Angry Birds and Nokia's Perception Problem

Today Nokia announced the availability of Angry Birds on the Ovi Store for Symbian. That Nokia saw this as news worth recounting is one thing. After all, the game made its bones on the iPhone and is only available on Ovi, iTunes, and the Palm Store. Heck: it’s the #1 game in Moldova and the only thing I know about Moldova is that they make nice wine.

What’s more, Nokia didn’t just announce the game but they announced a paid add-on – the mighty freaking eagle.

The Nokia story never played well in the US. The phones were – and are – great and the OS was once ahead of its time. Sadly, however, the company has fallen into a perception whirlpool that few tech companies escape from. Nokia is a juggernaut running out of steam and only a massive turnaround can save them.

Granted, Nokia is no 80-pound weakling. They’re a giant. Nokia sells 260,000 smartphones around the world per day. That’s a butt-load of smartphones. But I suspect a minority of those are going to the US and that the number arriving in Western Europe is also falling. Nokia owns Europe and the emerging markets but in a tech culture where status has become conflated with your phone OS, they’re on shaky ground.

They will, in short, need a mighty eagle to get them out of these perception doldrums.

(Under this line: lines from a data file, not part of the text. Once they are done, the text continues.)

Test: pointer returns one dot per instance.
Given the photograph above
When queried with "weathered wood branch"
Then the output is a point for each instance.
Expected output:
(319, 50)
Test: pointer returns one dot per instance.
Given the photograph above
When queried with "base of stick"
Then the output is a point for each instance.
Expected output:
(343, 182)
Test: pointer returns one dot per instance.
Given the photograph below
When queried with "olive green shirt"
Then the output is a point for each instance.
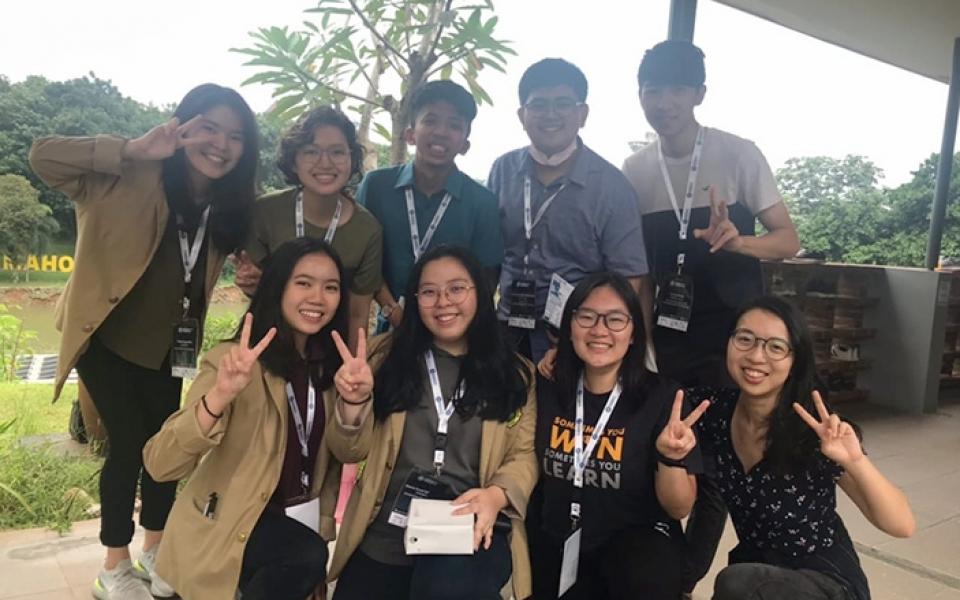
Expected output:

Nokia is about as sexy as Microsoft these days. Their phones are tools and little more and their OS is complex, strange, and inelegant compared to most competitors. That doesn’t mean Nokia doesn’t make good phones – on the contrary. In fact, I’d say that Nokia makes a better, more durable phone than Palm and Apple and is neck-and-neck with RIM.

What does Nokia have to do to unleash the mighty eagle on perception? First, they need to burn their playbook when it comes to smartphones. Pull a Microsoft – kill development on Symbian and make something new. It shouldn’t be too hard. After all, Google did it and they’re a search company. Throwing money at a problem should work in this case, especially since Nokia already has a critical mass of telecom programmers on staff. As I’ve said before, the world doesn’t need another mobile OS but I think the world would love one from Nokia.

Second, they need to pull a Droid. The Motorola Droid single-handedly pulled Motorola out of the doldrums. That one phone with its gold edging and black case, turned Motorola into the manufacturer of the old and buster RAZR and into the manufacturer of the new hotness.

Finally, they need to stop taking shots at competitors. They don’t need to. They’re Nokia. The Ovi Store doesn’t need Angry Birds to become competitive, it needs geeks. And geeks go where the coolness is. And Nokia ain’t cool.